Because of his HIV status, he says, he was allowed to live for six months cost-free at the Benilde Hall rehabilitation center in Kansas City, Missouri. “I got a good taste of self-acceptance there as well as education on HIV and hep C,” he says. He started HIV treatment there, and his HIV has been undetectable (suppressed via meds) ever since, he says.
However, his hep C was a different story. At that time, only the older treatments were available, which not only usually had horrible side effects, including flu-like symptoms, exhaustion, depression and anxiety but were also was far from a guaranteed cure, working roughly only half the time.
But then in 2012, he got his lucky break: enrollment in a trial studying a combo of older treatments with a newer one. It was the start of the hep C treatment revolution that ended up making curing hep C easy—with virtually no side effects once the older drugs were taken out of the mix—and highly effective: Nearly 100% of people clear the virus in three months of treatment or less.
Such was the case for Caffey, who didn’t like the side effects of the older treatments but—likely largely because of the newer one—cleared his hep C in three months. “My doctor still monitors my liver, and I’ve had no issues since the treatment,” he says.
It would be another few years before he stopped using drugs, at which point, he says, his life changed. He held a few non-health-related jobs while volunteering at Williams and Associates. He found it to be a safe, nurturing space for Black men who have sex with men like him.

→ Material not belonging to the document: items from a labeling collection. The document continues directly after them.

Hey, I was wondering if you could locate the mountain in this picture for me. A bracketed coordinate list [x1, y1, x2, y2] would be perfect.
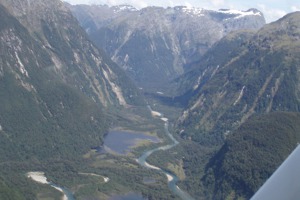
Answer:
[203, 112, 300, 199]
[177, 12, 300, 144]
[0, 0, 143, 107]
[70, 5, 265, 92]
[0, 0, 143, 199]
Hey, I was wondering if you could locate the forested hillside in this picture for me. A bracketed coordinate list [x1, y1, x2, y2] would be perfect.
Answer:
[203, 112, 300, 199]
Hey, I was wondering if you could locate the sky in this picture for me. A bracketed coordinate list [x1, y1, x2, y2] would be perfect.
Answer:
[64, 0, 300, 23]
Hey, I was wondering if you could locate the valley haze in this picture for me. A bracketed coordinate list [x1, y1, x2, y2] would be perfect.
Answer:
[65, 0, 300, 23]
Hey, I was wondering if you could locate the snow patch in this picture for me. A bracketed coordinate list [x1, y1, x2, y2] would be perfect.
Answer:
[166, 174, 174, 182]
[160, 117, 169, 122]
[151, 110, 162, 117]
[218, 10, 261, 18]
[182, 7, 205, 17]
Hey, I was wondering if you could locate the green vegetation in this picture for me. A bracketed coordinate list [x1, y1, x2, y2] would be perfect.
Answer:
[203, 112, 300, 199]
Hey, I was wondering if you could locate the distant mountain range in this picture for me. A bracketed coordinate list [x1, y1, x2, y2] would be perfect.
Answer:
[177, 12, 300, 144]
[0, 0, 300, 200]
[0, 0, 143, 199]
[70, 5, 265, 91]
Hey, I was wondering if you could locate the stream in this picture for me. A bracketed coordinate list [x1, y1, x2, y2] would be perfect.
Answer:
[137, 106, 194, 200]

In 2017, the agency offered him a paying job.
He’s been at Williams ever since and has become an advocate for fair compensation for the agency’s non-degree workers. “Some of us may not have fancy degrees,” he says, “but our lived experience is a kind of degree in and of itself that helps us connect with clients.”
He loves that his job gives him the opportunity every day to help folks, often Black and/or LGBTQ, who are facing some of the same challenges he once faced, including childhood trauma, substance use, depression and coming to terms with one’s sexuality.
He’s passionate about hep C education, including the fact that nearly everyone should be tested for it, including baby boomers, many of whom got blood transfusions or homemade tattoos before hep C was discovered. (The virus was identified in 1989.) Says Caffey: “I tell folks who test negative that they could still get it” if they engage in risk behaviors like sharing drug-using paraphernalia—not just all injection equipment but glass pipes too.
He connects those who test positive to places where they can access treatment via Medicaid or pharmaceutical patient assistance programs. He even started a program at work called The Shooting Gallery that reaches out to those most at risk—notably, injection drug users and/or sex workers. “They know about hep C,” he says, “but not necessarily that modern treatment is easy, highly effective and almost always covered through Medicaid or another program.”
He especially wants to preach the hep C gospel in the Black community. “It’s a silent killer, because we have a lot of injection drug users and men who have sex with men,” he says. (Anal sex that causes bleeding can transmit hep C—especially among those with HIV.) “It’s something we don’t discuss—the elephant in the room—so we have to keep getting the word out.”
When he’s not working, he loves going to the park with Jeremiah and serving as a chaperone on his school trips. “This is how the universe answered my desire to be a parent,” he says. “I want him to have a better life than I had. That kid is spoiled!”
And though he got therapy to address his childhood abuse, he says the real healing came through unburdening his secret shame by sharing his story in Narcotics Anonymous meetings—after which people would share their abuse stories with him. “I didn’t realize that I was helping other people by freely telling my own truth,” he says.
“I’m not just existing anymore,” he says. “I’m living. I want to keep turning my liabilities into assets and one day fall in love with my knight in shining armor!”